In general, I think everyone would be better served if we had real, useful public transportation in the US. That way, libraries would be reachable by people who don't have cars and/or live outside of walking distance. It was a little over a mile from the house we lived in from 5th-10th grades, which would have been doable when I was in early high school, but my mom didn't like us walking downtown after dark. The other house was about 3 miles away, because the more direct 2-mile route doesn't have sidewalks. Doable, if you can carry a stuffed backpack 45 minutes each way...and have an extra 90 minutes to spend on walking.
But then, American car culture is an entirely different rant. The anti-intellectualism rant is a bit more appropriate.
Supporting libraries (and authors) in whatever way(s) you can is always admirable!
(The libraries at my elementary schools had lots of books, and I checked out all sorts of things, but my mom made me stop getting the Greek myth books I liked, because they were evil and anti-Christian. It may have been my middle school library where I got the Left Hand of Darkness, which went straight over my head. But LeGuin was right after L'Engle on the shelf, so...)

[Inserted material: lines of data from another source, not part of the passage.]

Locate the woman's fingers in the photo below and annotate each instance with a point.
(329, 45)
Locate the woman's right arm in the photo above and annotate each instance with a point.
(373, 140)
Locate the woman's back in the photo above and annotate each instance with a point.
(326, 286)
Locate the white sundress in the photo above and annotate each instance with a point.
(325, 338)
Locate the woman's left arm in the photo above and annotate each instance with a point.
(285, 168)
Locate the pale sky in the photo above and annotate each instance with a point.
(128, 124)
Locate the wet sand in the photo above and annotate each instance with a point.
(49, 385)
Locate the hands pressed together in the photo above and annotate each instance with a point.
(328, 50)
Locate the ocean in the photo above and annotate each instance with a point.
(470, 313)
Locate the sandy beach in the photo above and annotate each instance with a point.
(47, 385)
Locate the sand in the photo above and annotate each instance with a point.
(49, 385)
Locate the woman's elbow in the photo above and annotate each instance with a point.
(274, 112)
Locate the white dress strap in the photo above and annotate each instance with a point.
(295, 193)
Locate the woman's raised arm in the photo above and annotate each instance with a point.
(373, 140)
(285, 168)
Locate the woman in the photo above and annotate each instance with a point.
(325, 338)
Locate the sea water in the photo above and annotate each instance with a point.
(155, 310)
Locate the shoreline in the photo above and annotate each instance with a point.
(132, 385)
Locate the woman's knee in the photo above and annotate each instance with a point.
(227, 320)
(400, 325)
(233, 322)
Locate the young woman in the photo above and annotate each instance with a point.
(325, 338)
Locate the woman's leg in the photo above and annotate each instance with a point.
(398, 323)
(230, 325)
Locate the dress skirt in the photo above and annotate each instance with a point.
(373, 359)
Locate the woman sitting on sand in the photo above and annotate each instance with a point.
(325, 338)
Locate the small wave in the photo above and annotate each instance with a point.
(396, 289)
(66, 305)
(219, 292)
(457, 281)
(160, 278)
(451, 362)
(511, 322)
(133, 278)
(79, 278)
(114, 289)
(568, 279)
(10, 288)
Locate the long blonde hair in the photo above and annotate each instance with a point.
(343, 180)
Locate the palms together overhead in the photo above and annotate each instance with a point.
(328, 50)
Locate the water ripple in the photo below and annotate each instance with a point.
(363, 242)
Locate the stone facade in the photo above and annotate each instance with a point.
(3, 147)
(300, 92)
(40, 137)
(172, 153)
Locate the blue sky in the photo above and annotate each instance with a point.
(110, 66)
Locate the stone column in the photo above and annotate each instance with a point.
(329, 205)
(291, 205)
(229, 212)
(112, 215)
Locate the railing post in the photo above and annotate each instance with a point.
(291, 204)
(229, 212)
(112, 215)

It was a bit of a shock when I moved to Houston after college.
However, I was going to the library and taking out 20 books at a time. There is no way I could have afforded that if I had had to buy them. Also, I was a pretty omnivorous and indiscriminate reader, and I stumbled across things in the library that I would never have kown existed otherwise. Buying a book is a commitment. Would I have taken the risk on some of those books if I had to pay for them all? I don't know.
Nobody in my family reads SFF, and my parents still sort of look askance at the whole genre. I discovered it for myself in 7th grade when a friend loaned me Dragonflight, leading me to the library to look for more books like that one. I wonder if that sequence of events could have happened in a world of e-readers.